R/aggregate_export_fst.R

Defines functions check_or_create_export_dir aggregate_export_fst_mbr4 aggregate_export_fst_berlin_f aggregate_export_fst_berlin_s aggregate_export_fst_berlin_t

Documented in aggregate_export_fst_berlin_f aggregate_export_fst_berlin_s aggregate_export_fst_berlin_t aggregate_export_fst_mbr4

#
# TODO: Create a general function and let these two functions be wrappers
#   around the general function!
#

#' Berlin-Tiefwerder: aggregate and export to fst
#'
#' @param year_month_start start year month (default: '2017-06')
#' @param year_month_end end year month (default: current month)
#' @param compression (default: 100)
#' @return exports data for each month into subfolder: /data/fst/year-month
#' @importFrom data.table rbindlist
#' @importFrom fst write.fst
#' @export
aggregate_export_fst_berlin_t <- function(year_month_start = "2017-06",
                                          year_month_end = format(Sys.Date(), "%Y-%m"),
                                          compression = 100) {
  monthly_periods <- get_monthly_periods(
    year_month_start = year_month_start,
    year_month_end = year_month_end
  )

  as_posix_cet <- function(fmt, x) as.POSIXct(sprintf(fmt, x), tz = "CET")
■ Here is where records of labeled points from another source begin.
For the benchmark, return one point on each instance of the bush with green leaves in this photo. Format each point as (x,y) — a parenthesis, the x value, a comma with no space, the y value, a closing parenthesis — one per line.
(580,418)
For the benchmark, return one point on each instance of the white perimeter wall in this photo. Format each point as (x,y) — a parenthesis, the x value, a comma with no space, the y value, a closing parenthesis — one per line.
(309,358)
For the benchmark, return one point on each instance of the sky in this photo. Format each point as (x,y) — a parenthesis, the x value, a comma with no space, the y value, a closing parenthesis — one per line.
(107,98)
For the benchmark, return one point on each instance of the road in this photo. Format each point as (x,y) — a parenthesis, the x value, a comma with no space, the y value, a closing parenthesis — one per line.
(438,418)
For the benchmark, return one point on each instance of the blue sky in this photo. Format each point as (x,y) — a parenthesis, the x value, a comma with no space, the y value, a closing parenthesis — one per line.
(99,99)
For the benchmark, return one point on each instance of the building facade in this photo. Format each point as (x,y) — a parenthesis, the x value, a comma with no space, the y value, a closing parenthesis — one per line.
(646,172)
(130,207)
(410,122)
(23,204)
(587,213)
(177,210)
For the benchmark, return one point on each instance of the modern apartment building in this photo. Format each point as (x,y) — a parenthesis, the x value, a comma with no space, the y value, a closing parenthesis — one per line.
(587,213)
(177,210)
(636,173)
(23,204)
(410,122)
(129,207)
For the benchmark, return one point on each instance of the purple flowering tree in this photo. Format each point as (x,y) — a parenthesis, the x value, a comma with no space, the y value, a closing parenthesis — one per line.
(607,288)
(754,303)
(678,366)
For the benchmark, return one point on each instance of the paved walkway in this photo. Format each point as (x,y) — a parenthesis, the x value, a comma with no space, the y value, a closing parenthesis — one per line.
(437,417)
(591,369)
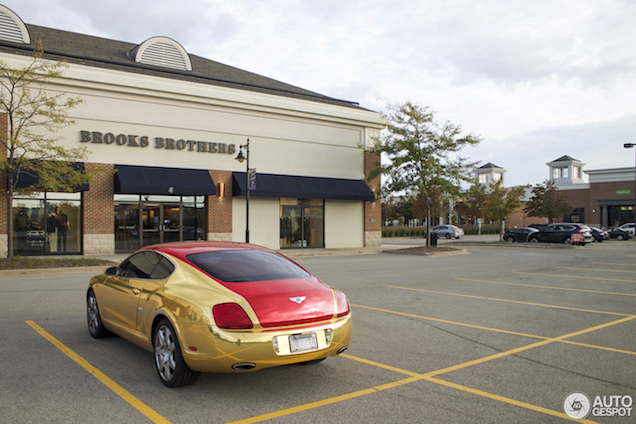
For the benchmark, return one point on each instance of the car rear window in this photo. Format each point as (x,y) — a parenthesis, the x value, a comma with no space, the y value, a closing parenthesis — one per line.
(239,266)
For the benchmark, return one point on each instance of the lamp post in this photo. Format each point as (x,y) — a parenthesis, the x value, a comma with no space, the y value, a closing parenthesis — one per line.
(629,146)
(242,159)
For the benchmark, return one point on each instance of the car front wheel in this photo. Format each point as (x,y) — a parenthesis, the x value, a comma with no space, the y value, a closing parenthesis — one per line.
(171,367)
(93,317)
  for (year_month in monthly_periods$year_month) {
    monthly_period <- monthly_periods[monthly_periods$year_month == year_month, ]

    print(sprintf("Importing data for month '%s':", year_month))

    raw_data_file_paths <- get_rawfilespaths_for_month(monthly_period)

    system.time(
      siteData_raw_list <- import_data_berlin_t(
        raw_data_files = raw_data_file_paths
      )
    )

    datetime_start <- as_posix_cet("%s 00:00:00", monthly_period$start)
    datetime_end <- as_posix_cet("%s 23:59:59", monthly_period$end)

    times <- kwb.utils::selectColumns(siteData_raw_list, "DateTime")

    condition <- times >= datetime_start & times <= datetime_end

    siteData_raw_list <- siteData_raw_list[condition, ]

    print(sprintf(
      "Reduced imported data points to time period: %s - %s",
      as.character(min(siteData_raw_list$DateTime)),
      as.character(max(siteData_raw_list$DateTime))
    ))

    calc_dat <- calculate_operational_parameters_berlin_t(df = siteData_raw_list)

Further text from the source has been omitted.